Rachel’s Voice representation at Mencap Healthcare Inequalities Summit 2023
Our Director Caron Heyes attended the first Health Summit hosted in the Great Hall of St Bartholomew’s Hospital in April 2023. The event was chaired by the Duchess of Edinburgh, Patron of Mencap, with attendees including NHS leaders, Mencap Executives and campaigners from Mencap’s Treat Me Well campaign.
The summit heard about actions to improve life expectancy, avoidable deaths and other healthcare inequalities experienced by people with a learning disability; including goals to see everyone with a learning disability on the Learning Disability Register with their Doctor and the Oliver McGowan Mandatory Training on Learning Disability and Autism which is being rolled out to NHS staff swiftly.
Caron was invited to contribute to the discussions from a legal perspective and from her experience in representing families at inquests.
One of the points she was able to raise was an ongoing practice we see of learning disability being included on death certificates as a contributing factor to their death. It was a great indignity for one of our clients to sit through painful evidence of how her sister died as a result of injuries related to her physical frailty and be told that those injuries were contributed to by her learning disability. Her learning disability meant that she was unable to verbalise her experience and needs, and we were successful in our arguments in the coroner’s court to have learning disability removed from the certificate altogether.

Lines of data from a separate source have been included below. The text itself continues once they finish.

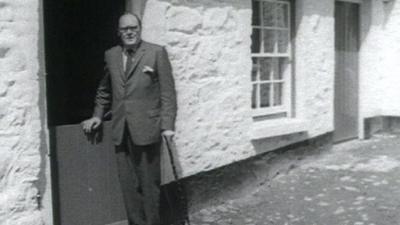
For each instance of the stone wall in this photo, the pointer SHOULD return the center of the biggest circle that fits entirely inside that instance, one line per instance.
(380, 51)
(209, 46)
(21, 137)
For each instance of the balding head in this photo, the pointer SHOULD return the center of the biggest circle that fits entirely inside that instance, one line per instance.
(129, 29)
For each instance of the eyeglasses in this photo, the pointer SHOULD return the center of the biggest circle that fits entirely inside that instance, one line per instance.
(129, 28)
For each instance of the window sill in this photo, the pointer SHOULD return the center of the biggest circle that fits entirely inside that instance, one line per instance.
(277, 127)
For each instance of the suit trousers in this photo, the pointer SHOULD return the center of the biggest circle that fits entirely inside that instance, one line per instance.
(139, 175)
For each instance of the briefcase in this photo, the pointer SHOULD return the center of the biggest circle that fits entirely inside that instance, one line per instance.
(174, 204)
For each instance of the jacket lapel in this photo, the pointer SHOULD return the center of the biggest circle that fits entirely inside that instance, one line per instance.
(138, 56)
(118, 62)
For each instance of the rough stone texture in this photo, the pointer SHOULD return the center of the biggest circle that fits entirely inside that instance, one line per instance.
(378, 59)
(209, 46)
(20, 125)
(353, 183)
(315, 60)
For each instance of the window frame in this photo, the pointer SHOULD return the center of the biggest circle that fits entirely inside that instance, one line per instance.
(287, 79)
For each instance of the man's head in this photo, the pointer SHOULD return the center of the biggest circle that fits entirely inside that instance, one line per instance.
(129, 29)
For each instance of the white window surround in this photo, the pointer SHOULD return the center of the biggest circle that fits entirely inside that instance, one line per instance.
(283, 103)
(277, 127)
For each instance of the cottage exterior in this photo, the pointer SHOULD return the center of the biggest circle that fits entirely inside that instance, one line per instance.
(251, 76)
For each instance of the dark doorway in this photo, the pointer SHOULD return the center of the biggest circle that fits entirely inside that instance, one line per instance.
(347, 42)
(77, 32)
(84, 177)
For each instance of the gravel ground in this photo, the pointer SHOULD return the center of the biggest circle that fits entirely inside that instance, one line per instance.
(356, 182)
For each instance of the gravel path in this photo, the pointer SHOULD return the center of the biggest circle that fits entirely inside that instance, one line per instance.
(355, 183)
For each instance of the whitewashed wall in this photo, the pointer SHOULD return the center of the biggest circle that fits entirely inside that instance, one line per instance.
(379, 60)
(20, 122)
(209, 45)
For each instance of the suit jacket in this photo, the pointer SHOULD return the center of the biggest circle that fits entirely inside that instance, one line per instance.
(144, 100)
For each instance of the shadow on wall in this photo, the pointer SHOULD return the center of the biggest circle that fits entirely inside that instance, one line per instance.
(245, 177)
(388, 7)
(211, 3)
(273, 143)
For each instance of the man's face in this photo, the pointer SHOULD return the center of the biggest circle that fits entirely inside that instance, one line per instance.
(129, 30)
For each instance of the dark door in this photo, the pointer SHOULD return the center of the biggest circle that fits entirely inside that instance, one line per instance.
(85, 185)
(346, 70)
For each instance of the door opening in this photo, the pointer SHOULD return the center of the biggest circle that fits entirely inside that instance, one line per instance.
(84, 181)
(347, 38)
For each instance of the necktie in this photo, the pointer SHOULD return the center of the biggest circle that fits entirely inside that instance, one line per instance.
(129, 61)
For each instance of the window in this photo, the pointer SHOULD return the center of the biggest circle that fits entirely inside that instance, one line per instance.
(272, 58)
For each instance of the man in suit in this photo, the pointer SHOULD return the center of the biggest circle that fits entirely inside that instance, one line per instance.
(139, 89)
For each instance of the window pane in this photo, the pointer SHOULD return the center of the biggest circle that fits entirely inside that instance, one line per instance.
(268, 13)
(283, 41)
(254, 97)
(256, 13)
(266, 68)
(278, 94)
(264, 95)
(269, 40)
(281, 68)
(254, 69)
(282, 15)
(256, 41)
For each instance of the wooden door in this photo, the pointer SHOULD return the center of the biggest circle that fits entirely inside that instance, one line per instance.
(346, 70)
(85, 183)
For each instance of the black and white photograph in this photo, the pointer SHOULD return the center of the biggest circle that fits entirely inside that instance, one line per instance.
(199, 112)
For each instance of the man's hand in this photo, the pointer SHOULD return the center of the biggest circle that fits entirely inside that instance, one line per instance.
(91, 124)
(168, 134)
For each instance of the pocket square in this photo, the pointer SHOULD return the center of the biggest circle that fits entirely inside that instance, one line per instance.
(148, 69)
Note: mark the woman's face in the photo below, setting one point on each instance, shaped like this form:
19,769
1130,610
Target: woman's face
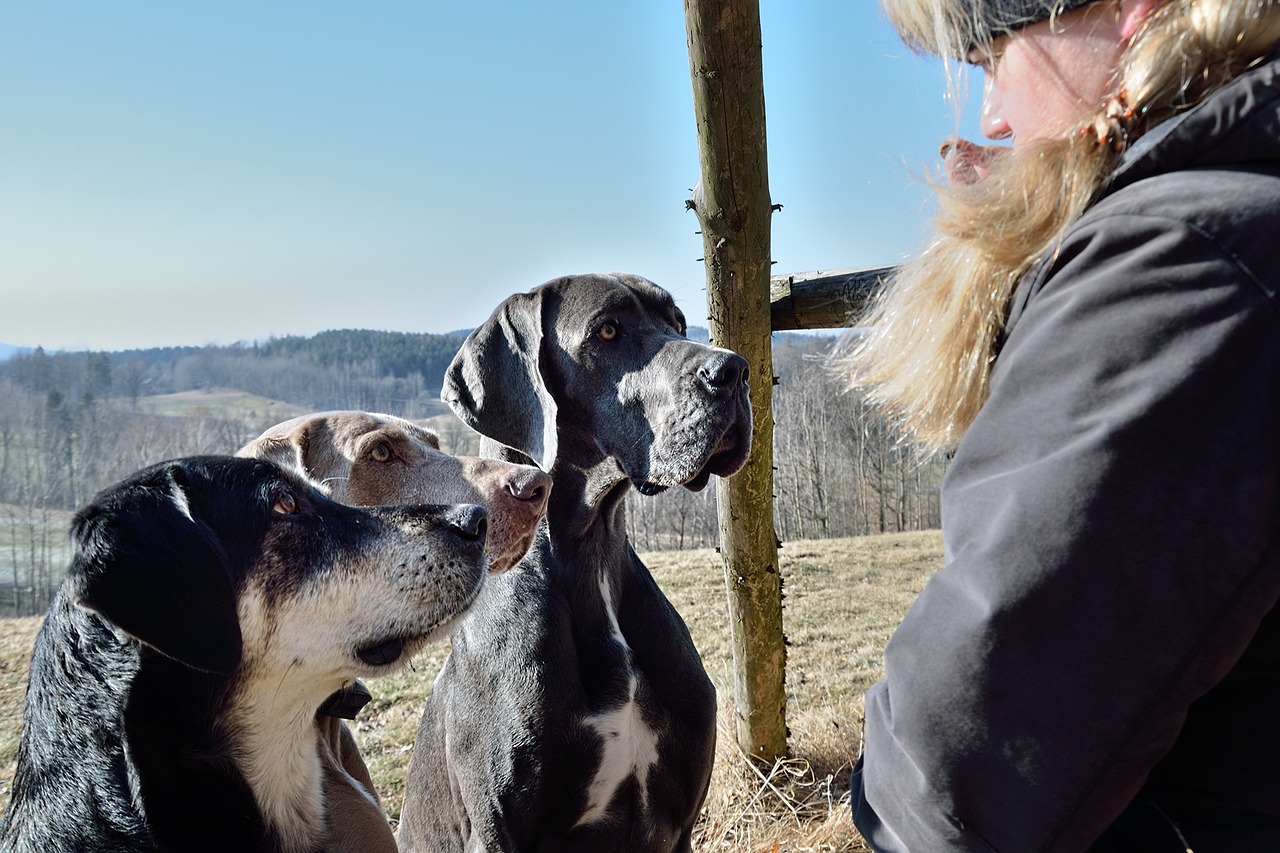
1042,80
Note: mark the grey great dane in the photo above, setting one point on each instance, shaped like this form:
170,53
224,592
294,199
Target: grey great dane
574,711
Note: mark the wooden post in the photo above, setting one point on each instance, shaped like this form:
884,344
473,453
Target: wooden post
734,209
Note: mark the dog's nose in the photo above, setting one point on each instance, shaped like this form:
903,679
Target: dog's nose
723,370
531,486
470,521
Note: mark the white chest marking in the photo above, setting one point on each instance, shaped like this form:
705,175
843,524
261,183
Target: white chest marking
630,747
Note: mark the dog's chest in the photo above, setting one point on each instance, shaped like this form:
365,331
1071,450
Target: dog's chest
627,742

We strongly feel that learning disability should never be listed as such because usually, it is the failure to accommodate additional needs presented in someone with a learning disability that contributed to the death than the learning disability itself, as Caron noted in her speech at the Summit.
One of the outcomes of the Health Summit was an invite from NHS England to contribute to discussions on issuing new guidance around death certification to ensure that intellectual ability is never considered as a contributing factor for someone’s death.